Does this mean we will not have relationships with others? Not necessarily.
It can mean however, that we don’t need relationship to experience that we are loved. We don’t need to seek relationship to fill any holes, so that we feel Whole. We don’t need an external reflection of validation, to prove our worth, to ease loneliness.
We are being guided to find profound freedom within our own being… of expansion, of Light, of Divinity, of Love. This then we will be called to share freely, unencumbered, without expectation, but freely flow through giving and receiving, graciously. This is a game changer for what we have perceived as ‘romantic relationship.’
These are the gifts of this time. These are the gifts of human-spiritual evolution, through falling in love with ourselves. My experiences of the last 2 years have purified my heart and enabled it and my consciousness to expand into a beautiful love story with my own being.
And the results are the increasing of light in my being as the frequency of Love as me, integrates. I find more Joy in being just as I am, with honor, humor, tenderness, intimacy, and of course, Love.
I continue to look forward to what lies ahead. There are more stages & phases, with no doubt. There always are!

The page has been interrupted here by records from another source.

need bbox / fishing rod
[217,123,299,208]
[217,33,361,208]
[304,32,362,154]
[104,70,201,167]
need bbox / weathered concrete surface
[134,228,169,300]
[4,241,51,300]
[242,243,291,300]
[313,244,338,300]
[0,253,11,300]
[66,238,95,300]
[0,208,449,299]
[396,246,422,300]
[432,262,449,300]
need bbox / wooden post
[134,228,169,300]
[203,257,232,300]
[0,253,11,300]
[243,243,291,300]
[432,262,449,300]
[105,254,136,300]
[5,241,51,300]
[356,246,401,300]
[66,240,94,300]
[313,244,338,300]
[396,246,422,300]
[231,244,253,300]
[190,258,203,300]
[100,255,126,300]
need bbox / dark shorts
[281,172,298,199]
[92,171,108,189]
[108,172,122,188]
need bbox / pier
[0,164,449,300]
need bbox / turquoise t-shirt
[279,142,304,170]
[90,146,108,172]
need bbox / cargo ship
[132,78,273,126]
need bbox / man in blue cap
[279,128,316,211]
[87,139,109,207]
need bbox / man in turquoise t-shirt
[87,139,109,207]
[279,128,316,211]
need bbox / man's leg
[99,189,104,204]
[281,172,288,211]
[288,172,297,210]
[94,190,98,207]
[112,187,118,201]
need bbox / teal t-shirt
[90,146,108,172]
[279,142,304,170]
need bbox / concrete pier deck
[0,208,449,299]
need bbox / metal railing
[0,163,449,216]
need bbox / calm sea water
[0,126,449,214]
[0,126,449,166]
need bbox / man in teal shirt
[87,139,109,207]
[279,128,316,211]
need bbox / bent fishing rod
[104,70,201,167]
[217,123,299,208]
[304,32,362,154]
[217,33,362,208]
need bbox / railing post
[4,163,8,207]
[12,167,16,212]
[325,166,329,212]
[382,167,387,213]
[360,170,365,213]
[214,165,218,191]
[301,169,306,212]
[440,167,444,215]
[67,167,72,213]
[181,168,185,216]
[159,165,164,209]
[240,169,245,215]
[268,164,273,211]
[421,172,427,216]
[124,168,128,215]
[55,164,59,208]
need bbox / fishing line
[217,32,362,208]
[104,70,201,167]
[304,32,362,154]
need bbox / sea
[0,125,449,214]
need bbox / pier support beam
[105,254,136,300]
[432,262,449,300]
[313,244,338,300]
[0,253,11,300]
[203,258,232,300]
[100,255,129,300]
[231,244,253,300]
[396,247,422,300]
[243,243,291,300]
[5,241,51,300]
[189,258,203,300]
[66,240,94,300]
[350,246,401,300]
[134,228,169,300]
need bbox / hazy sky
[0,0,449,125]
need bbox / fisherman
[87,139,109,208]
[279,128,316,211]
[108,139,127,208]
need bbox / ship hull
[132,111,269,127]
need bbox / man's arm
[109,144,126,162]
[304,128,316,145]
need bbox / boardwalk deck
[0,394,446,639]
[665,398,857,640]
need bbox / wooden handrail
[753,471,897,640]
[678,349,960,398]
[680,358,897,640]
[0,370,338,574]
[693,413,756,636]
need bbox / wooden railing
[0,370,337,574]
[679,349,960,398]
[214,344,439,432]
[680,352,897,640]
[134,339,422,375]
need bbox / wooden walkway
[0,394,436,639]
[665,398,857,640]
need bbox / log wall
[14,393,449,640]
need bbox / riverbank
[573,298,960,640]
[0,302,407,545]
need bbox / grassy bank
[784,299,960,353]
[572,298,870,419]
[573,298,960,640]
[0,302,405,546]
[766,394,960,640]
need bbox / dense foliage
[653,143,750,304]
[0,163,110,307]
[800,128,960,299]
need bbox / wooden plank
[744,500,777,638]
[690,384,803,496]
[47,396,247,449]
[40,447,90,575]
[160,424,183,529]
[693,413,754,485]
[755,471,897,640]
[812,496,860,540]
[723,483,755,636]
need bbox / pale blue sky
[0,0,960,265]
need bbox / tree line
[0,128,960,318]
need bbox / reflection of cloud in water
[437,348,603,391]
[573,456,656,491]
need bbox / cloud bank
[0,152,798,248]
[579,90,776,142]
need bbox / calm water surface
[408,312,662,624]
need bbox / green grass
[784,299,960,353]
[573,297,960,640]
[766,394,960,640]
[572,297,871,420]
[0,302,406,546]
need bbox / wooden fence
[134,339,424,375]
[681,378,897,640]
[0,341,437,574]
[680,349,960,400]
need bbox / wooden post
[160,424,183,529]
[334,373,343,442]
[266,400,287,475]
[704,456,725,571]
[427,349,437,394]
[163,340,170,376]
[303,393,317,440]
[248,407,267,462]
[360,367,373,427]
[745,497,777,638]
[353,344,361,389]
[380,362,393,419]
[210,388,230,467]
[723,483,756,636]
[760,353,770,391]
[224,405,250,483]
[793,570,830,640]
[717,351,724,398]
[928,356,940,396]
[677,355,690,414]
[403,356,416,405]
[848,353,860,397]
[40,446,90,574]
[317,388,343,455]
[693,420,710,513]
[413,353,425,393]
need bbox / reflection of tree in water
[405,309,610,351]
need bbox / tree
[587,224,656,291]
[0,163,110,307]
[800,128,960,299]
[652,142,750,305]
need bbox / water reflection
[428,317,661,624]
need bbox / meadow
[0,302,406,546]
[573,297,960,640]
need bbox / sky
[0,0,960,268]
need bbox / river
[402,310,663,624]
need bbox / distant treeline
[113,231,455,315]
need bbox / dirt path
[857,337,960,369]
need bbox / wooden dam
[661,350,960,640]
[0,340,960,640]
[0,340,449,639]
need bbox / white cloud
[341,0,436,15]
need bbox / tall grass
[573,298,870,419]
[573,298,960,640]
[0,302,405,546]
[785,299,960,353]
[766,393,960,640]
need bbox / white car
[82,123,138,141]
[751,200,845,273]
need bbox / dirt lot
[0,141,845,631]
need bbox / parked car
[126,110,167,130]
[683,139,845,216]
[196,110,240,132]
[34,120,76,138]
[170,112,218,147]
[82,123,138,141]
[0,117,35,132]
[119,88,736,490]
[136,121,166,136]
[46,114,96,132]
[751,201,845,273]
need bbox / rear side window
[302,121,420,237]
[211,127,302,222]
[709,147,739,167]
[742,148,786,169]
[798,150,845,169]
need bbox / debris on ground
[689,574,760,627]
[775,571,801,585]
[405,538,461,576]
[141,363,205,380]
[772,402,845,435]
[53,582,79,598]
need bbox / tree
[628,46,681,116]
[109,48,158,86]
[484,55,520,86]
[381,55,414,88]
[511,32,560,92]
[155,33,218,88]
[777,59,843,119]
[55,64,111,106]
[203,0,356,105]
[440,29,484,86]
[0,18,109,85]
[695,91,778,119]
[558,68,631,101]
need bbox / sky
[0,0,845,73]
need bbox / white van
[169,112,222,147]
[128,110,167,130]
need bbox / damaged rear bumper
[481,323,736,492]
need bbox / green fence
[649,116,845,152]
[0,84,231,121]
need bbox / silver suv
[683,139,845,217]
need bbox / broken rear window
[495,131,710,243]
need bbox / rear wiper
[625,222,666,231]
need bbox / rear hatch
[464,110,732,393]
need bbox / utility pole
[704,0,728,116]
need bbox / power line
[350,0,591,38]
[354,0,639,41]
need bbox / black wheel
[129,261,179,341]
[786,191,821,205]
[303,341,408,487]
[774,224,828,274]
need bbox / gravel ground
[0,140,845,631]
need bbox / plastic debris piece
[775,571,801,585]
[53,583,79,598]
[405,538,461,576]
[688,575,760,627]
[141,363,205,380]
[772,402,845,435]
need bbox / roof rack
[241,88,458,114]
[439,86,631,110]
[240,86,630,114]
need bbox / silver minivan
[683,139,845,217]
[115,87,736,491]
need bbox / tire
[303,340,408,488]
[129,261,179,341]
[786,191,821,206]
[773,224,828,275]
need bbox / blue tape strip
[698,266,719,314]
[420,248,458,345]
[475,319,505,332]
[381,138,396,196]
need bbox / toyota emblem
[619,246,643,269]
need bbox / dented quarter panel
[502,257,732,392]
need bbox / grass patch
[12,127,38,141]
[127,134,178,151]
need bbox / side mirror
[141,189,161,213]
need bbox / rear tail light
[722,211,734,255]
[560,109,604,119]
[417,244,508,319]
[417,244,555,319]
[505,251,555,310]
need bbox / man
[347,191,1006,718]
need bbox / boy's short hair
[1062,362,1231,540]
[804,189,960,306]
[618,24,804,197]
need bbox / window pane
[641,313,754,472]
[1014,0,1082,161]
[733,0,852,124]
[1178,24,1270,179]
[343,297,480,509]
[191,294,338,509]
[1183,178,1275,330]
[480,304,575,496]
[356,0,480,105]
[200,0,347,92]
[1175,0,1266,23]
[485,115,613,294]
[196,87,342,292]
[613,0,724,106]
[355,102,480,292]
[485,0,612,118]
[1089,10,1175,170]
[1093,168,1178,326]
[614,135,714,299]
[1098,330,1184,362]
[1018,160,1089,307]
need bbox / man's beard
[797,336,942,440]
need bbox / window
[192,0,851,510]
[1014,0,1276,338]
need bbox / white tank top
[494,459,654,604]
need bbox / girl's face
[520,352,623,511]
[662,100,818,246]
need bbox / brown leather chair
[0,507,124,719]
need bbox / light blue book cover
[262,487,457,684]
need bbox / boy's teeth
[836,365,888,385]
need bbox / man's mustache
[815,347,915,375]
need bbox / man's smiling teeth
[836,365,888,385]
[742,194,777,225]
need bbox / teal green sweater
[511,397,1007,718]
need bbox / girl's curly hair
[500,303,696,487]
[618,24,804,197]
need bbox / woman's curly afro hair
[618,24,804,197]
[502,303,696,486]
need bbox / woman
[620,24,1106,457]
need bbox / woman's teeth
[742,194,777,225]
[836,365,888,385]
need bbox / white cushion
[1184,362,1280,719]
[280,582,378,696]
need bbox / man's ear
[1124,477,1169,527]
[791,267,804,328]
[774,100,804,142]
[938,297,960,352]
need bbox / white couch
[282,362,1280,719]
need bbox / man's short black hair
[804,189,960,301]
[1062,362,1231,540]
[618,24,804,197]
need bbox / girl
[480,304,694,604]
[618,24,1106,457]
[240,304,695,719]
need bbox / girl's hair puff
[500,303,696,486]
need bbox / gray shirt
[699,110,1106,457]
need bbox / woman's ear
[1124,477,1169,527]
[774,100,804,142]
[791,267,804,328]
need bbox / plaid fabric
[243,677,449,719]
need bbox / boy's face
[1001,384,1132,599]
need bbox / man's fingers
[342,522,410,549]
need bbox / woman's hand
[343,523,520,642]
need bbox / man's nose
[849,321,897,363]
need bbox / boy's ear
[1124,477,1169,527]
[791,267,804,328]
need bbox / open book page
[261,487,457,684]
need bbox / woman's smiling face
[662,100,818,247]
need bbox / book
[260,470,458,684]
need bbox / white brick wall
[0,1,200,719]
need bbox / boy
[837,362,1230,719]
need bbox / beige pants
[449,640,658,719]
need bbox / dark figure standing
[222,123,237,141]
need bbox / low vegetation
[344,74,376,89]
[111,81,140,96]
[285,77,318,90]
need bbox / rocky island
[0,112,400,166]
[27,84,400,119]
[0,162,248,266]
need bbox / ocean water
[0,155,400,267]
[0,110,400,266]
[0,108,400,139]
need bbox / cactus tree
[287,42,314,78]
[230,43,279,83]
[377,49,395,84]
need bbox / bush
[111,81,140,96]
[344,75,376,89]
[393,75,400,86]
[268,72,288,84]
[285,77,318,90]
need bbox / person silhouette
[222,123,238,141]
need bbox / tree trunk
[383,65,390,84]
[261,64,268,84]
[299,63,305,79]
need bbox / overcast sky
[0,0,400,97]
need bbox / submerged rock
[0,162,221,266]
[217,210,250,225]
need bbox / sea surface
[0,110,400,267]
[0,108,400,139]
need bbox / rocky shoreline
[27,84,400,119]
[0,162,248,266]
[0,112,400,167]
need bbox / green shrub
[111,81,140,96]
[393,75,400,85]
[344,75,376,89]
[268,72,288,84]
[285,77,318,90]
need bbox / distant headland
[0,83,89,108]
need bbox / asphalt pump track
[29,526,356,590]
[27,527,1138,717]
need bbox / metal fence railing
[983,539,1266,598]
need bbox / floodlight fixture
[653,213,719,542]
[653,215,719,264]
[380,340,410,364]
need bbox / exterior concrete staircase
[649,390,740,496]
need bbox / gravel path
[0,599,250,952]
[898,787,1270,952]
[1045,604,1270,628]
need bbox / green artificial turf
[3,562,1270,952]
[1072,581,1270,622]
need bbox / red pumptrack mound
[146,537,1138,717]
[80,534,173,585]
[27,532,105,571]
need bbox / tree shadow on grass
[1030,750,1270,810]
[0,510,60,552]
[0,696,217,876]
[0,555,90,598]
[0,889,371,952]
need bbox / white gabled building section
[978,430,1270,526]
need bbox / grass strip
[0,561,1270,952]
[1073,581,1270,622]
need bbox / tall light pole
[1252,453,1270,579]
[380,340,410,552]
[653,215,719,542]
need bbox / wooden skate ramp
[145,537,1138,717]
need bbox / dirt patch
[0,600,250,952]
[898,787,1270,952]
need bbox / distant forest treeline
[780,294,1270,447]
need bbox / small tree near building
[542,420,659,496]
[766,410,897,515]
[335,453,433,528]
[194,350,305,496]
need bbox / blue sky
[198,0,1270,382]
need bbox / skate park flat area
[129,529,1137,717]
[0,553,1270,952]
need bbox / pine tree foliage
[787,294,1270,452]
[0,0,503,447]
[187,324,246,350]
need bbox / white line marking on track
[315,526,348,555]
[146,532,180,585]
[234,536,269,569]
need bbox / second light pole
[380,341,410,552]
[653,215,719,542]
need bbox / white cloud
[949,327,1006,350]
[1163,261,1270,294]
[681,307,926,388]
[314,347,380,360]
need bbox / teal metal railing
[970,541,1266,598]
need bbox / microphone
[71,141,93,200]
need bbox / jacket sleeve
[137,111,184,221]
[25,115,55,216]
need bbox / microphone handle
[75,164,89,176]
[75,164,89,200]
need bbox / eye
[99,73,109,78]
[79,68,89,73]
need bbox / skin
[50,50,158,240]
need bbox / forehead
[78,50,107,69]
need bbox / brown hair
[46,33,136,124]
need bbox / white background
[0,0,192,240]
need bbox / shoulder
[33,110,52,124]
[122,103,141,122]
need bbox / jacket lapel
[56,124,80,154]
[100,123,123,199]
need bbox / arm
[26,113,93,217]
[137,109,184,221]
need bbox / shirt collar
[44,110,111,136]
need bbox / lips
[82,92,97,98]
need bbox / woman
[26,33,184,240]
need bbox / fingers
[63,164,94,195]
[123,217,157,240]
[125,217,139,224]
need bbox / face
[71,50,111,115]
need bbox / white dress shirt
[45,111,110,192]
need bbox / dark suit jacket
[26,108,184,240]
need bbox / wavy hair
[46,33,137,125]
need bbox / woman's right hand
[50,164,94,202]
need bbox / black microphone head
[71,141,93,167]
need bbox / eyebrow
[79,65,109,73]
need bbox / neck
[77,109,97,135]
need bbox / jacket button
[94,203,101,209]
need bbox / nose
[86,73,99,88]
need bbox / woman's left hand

But the invitation is to begin within, into this magical journey of divine self-sourcing. An Inner Marriage of you with you, so that you can bring all of you into a Sacred Relationship. This also prepares those carrying the Twin Flame Soul Union codes, to physicalize onto this plane, your highest expression of Love & Service, together or not.
The inspiration grows for this next level of my journey. Relationship remains my teacher, my path. For now though, the relationship is with this radiant divine Light igniting my heart with deep connection to Divine Source, where we are always Whole & Wholy.